Ortodontide Yapay Zeka Uygulamaları
YZ, ortodontide tanısal tedavi analizi, anatomik nokta tespiti, çekimli-çekimsiz ortodontik tedavi, iskeletsel sınıflandırma, büyüme ve gelişme döneminin belirlenmesi ve ortognatik cerrahi gibi birçok analiz için kullanılabilir. Xie ve ark. (29) YZ algoritmaları ile lateral sefalometrik radyografilerde ortodontik tedavi öncesi diş çekimi ihtiyacını değerlendirmiş ve ANN %80 doğrulukla başarılı olmuştur. Kunz ve ark. (30) YZ modeli ile diş hekimi arasında yer işareti tespitinde elde edilen sonuçlarda anlamlı bir fark olmadığını bildirmiştir. Öte yandan, Yu ve ark. (31) otomatik iskeletsel sınıflandırma için bir YZ modeli geliştirmiş ve %90 duyarlılık, doğruluk ve özgüllük değerleri elde etmiştir. YZ ile ortognatik cerrahi planlamasında da başarılı sonuçlar elde edilmiştir. Choi ve ark. (32) hem ameliyat gerektiren hem de gerektirmeyen ortodontik tedavi görecek hastaların teşhisi için bir YZ modeli geliştirmiş, model %96 gibi yüksek bir performans göstermiştir.
Sonuç
YZ, diş hekimliğinde geniş kapsamlı kolaylıklar sağlayacak bir gelecek inşa etmektedir. Yukarıda bahsedilen tüm faydalarına rağmen, YZ ile ilgili hatalardan kimin sorumlu tutulacağı veya teşhisleri kimin kontrol edeceği gibi yasal konularda kapsamlı çalışmaların olmaması, YZ algoritmalarının klinisyenlerin yerine hareket etmekten ziyade klinisyenlere yardımcı olacak bir araç olarak kalacağını göstermektedir.

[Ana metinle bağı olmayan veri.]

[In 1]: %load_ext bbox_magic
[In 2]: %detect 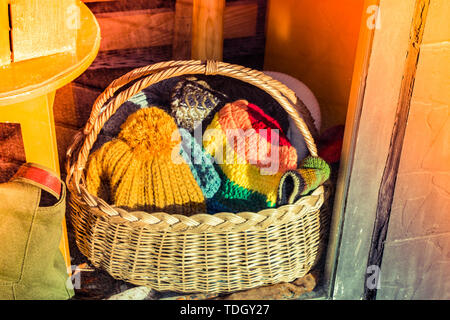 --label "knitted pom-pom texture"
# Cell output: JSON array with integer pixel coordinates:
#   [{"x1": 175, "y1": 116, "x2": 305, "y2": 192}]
[
  {"x1": 203, "y1": 100, "x2": 297, "y2": 212},
  {"x1": 86, "y1": 107, "x2": 206, "y2": 215}
]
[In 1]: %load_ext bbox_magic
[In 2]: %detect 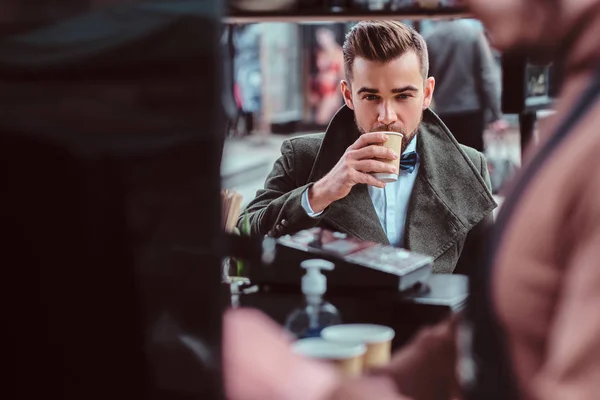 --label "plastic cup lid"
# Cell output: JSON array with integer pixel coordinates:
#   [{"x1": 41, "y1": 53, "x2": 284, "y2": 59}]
[
  {"x1": 380, "y1": 131, "x2": 404, "y2": 137},
  {"x1": 321, "y1": 324, "x2": 396, "y2": 344},
  {"x1": 292, "y1": 338, "x2": 367, "y2": 360}
]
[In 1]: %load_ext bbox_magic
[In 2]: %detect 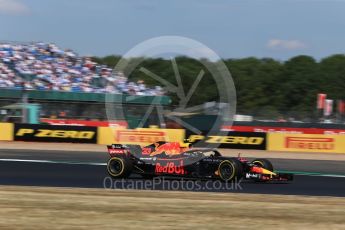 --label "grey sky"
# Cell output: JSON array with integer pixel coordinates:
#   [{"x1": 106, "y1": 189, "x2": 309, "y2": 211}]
[{"x1": 0, "y1": 0, "x2": 345, "y2": 60}]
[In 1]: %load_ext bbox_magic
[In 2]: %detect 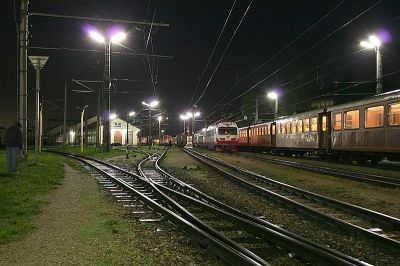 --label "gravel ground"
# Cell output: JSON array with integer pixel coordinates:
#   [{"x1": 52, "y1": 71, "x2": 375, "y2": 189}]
[
  {"x1": 162, "y1": 150, "x2": 400, "y2": 265},
  {"x1": 0, "y1": 160, "x2": 221, "y2": 265}
]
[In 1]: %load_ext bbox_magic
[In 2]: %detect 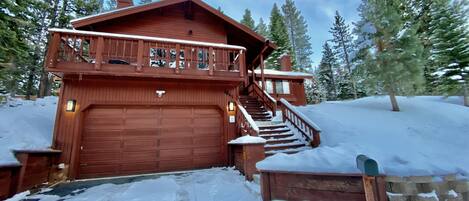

YZ çalışmaları şimdiden literatürde geniş bir yer tutmaktadır. Bu algoritmalarla ağır iş yükü altında olan klinisyenlerin tanı ve tedavi planlamalarında hataların en aza indirilmesi ve insan kaynaklı hataların minimize edilmesi hedeflenmektedir. Bu sistemlerin, özellikle klinisyen açığının olduğu sağlık merkezlerinde, hasta sağlığı, maliyet ve zaman açısından önemli faydalar sağlaması beklenmektedir.